Dr Harsh Raman¹, Dr Rosy Raman¹, Mr Brett  McVittie¹, Dr Ramethaa  Pirathiban², Dr Niharika  Sharma³, Dr Yuanyuan  Zhang⁴, Prof Shengyi Liu⁴, Prof Graham  Farquhar⁵, Prof Brian Cullis², Dr David Tabah⁶, Mr Andrew  Easton⁶

 ¹NSW Department Of Primary Industries, WAGGA WAGGA, Australia,
²Centre for Bioinformatics and Biometrics, National Institute for Applied Statistics Research Australia, University of Wollongong , Wollongong, Australia,
³NSW Department of Primary Industries, Orange Agricultural Institute, Orange, Australia,
⁴Oil Crops Research Institute, Chinese Academy of Agricultural Sciences, Wuhan, China,
⁵Research School of Biology, Australian National University, Canberra, Australia,
⁶Advanta Seeds Pty Ltd, 268 Anzac Avenue, Toowoomba,  Australia

Drought stress (water deficit) is a major limitation of canola production in Australia and elsewhere.  In this study, we assessed genetic variation for key exemplar traits involved in adaptation strategies under water deficit conditions (drought escape, and drought avoidance) in a 11-5101 DH population.

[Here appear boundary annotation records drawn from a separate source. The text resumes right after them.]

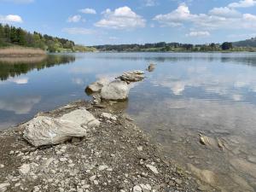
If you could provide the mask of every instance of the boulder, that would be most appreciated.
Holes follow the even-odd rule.
[[[89,95],[93,92],[99,92],[102,89],[103,86],[109,84],[108,79],[101,79],[91,84],[88,85],[85,89],[86,93]]]
[[[60,119],[72,124],[76,124],[78,126],[81,125],[84,128],[98,127],[100,125],[100,121],[85,108],[72,111],[63,114]]]
[[[125,81],[128,84],[130,82],[137,82],[141,81],[144,79],[144,72],[143,71],[132,71],[132,72],[126,72],[123,73],[121,76],[118,77],[118,79],[121,79],[122,81]]]
[[[84,137],[100,122],[85,109],[78,109],[61,118],[38,116],[22,125],[23,137],[35,147],[59,144],[73,137]]]
[[[129,87],[127,83],[114,80],[104,86],[101,91],[101,97],[105,100],[120,101],[128,97]]]

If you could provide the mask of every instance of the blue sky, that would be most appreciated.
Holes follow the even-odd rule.
[[[0,22],[85,45],[256,37],[256,0],[0,0]]]

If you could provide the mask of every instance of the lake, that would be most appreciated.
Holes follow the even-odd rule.
[[[212,171],[223,191],[256,190],[256,54],[88,53],[0,58],[0,130],[79,99],[87,84],[154,71],[132,84],[125,110],[170,159]],[[221,141],[203,146],[199,134]],[[190,165],[191,164],[191,165]]]

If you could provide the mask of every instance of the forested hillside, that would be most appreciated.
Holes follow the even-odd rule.
[[[29,32],[20,27],[0,24],[0,47],[24,46],[40,48],[49,52],[63,51],[93,51],[82,45],[76,45],[73,41],[43,35],[39,32]]]

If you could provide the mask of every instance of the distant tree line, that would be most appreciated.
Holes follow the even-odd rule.
[[[26,32],[20,27],[0,24],[0,47],[26,46],[39,48],[49,52],[90,51],[83,45],[76,45],[73,41]]]
[[[105,44],[94,46],[101,51],[221,51],[233,49],[232,43],[225,42],[222,44],[191,44],[179,43],[160,42],[145,44]]]

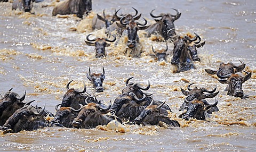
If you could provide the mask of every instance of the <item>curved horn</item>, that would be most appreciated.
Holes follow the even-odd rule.
[[[138,102],[144,102],[144,100],[145,100],[145,98],[146,98],[145,94],[143,94],[143,97],[140,99],[139,99],[138,98],[137,96],[136,96],[136,95],[133,92],[130,92],[129,95],[131,97],[132,97],[132,98],[133,99],[135,99],[136,100],[137,100]]]
[[[58,111],[60,109],[60,108],[58,108],[60,105],[61,105],[61,104],[62,104],[63,103],[60,103],[60,104],[59,104],[58,105],[57,105],[55,106],[55,109],[56,110],[56,111]]]
[[[80,108],[77,110],[76,110],[75,109],[73,108],[73,107],[69,107],[70,110],[71,110],[73,112],[79,112],[79,111],[81,111],[82,110],[82,109],[83,108],[83,105],[82,104],[78,104],[78,105],[80,105]]]
[[[132,16],[132,18],[134,18],[136,16],[136,15],[138,14],[138,11],[137,10],[135,9],[134,7],[132,7],[132,9],[135,10],[135,15],[134,16]]]
[[[109,39],[108,38],[105,38],[105,39],[106,40],[106,41],[109,41],[109,42],[114,42],[116,39],[116,36],[114,36],[114,35],[110,35],[110,36],[113,36],[114,37],[114,39],[113,40],[109,40]]]
[[[119,17],[119,16],[117,16],[117,12],[118,12],[119,11],[120,11],[120,9],[119,9],[118,10],[117,10],[117,11],[116,11],[116,12],[115,12],[115,14],[114,14],[114,17],[115,17],[117,20],[118,20],[118,21],[119,21],[120,19],[122,18],[122,17]]]
[[[73,81],[73,80],[69,81],[69,82],[68,82],[68,84],[67,85],[67,86],[66,87],[67,90],[69,90],[69,85],[70,84],[71,82],[72,82],[72,81]]]
[[[217,89],[217,87],[215,87],[214,89],[213,89],[213,90],[212,90],[212,91],[209,91],[205,88],[202,88],[202,90],[203,91],[203,92],[206,92],[208,93],[213,93],[214,92],[215,92],[215,91],[216,91]]]
[[[125,85],[126,86],[129,85],[129,81],[130,81],[130,80],[132,79],[132,78],[133,78],[133,77],[131,77],[131,78],[129,78],[127,79],[126,81],[125,81]]]
[[[175,15],[171,14],[171,15],[172,16],[174,17],[174,16],[176,16],[177,15],[178,15],[179,14],[179,11],[178,11],[178,10],[175,9],[172,9],[173,10],[174,10],[174,11],[175,11],[176,12],[177,12],[177,14],[176,14],[176,15]]]
[[[188,85],[188,90],[189,90],[189,91],[192,90],[193,89],[191,89],[191,88],[190,88],[190,86],[191,86],[192,85],[194,85],[194,84],[195,84],[195,83],[191,83],[191,84],[190,84],[189,85]]]
[[[133,85],[133,86],[137,86],[139,89],[143,90],[148,90],[149,89],[149,88],[150,87],[150,82],[148,80],[148,86],[147,86],[146,88],[143,88],[140,84],[139,84],[138,83]]]
[[[160,18],[161,17],[161,19],[163,18],[163,16],[162,15],[159,15],[159,16],[155,16],[154,15],[153,15],[153,14],[152,13],[153,12],[153,11],[155,11],[155,9],[153,10],[152,11],[151,11],[150,14],[150,16],[152,16],[152,18]]]
[[[31,103],[32,103],[33,102],[35,102],[35,100],[32,100],[32,101],[31,101],[31,102],[28,102],[28,103],[26,103],[26,104],[24,105],[23,107],[25,107],[25,106],[28,106],[28,105],[29,105]]]
[[[96,38],[95,38],[94,39],[90,39],[89,38],[89,37],[90,37],[90,35],[92,35],[92,34],[90,34],[90,35],[87,35],[87,36],[86,36],[86,39],[87,39],[87,41],[94,41],[96,40],[98,38],[98,37],[96,37]]]
[[[147,24],[147,23],[148,23],[148,21],[147,21],[147,20],[146,20],[144,18],[142,18],[142,19],[144,20],[144,21],[145,21],[145,23],[144,24],[141,24],[138,22],[136,22],[136,23],[137,24],[137,25],[139,25],[139,26],[145,26]]]
[[[164,105],[164,104],[165,104],[165,101],[164,101],[164,102],[163,102],[163,103],[162,103],[161,105],[159,105],[159,106],[158,106],[156,108],[157,109],[159,109]]]
[[[26,90],[25,90],[25,92],[24,93],[24,94],[23,95],[23,96],[19,98],[17,96],[16,96],[15,97],[18,100],[23,101],[25,99],[25,96],[26,96]]]
[[[151,45],[152,46],[152,50],[153,51],[154,53],[156,54],[156,52],[155,52],[155,50],[154,49],[153,45]]]

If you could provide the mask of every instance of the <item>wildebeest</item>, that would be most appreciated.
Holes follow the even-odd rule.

Genetic analyses identified multiple QTL that contribute to variation in flowering time (drought escape); Δ13C and fractional ground cover (drought avoidance) and agronomic WUE (seed yield). Both parental lines contributed favourable alleles for trait variation. Candidate genes that underlie QTL regions for drought resistance traits were identified. Our multi-environment data showed that early flowering is negatively related to seed yield, while high shoot biomass, early ground cover, plant height and high Δ13C are positively related to seed yield. To understand physiological basis of water use efficiency, we made gas exchange measurements and showed that leaf intrinsic water use efficiency is negatively related with Δ13C, but the latter had positive relationship with seed yield. To uncover functional genes and gene networks that contribute to effective water use, we performed mRNA sequencing of parental lines of 11-5101 population that showed significant variation in iWUE, Δ13C signatures and seed yield. Transcriptome analysis revealed that 906 genes are differentially expressed in response to water deficit, including those which were located within QTL regions associated with adaptive traits. In summary, our research identified the useful variation in drought related traits and molecular tools  that would accelerate the development of improved canola varieties for cultivation under water deficit conditions.

Biography:

Dr Harsh Raman is a Senior Principal Research Scientist at the Wagga Wagga Agricultural Institute, NSW Department of Primary Industries, Wagga Wagga. He joined the NSW DPI in 1996 and led plant genetics and pre-breeding research in wheat, barley and canola. He has published over 120 peer-refereed papers in national and international journals.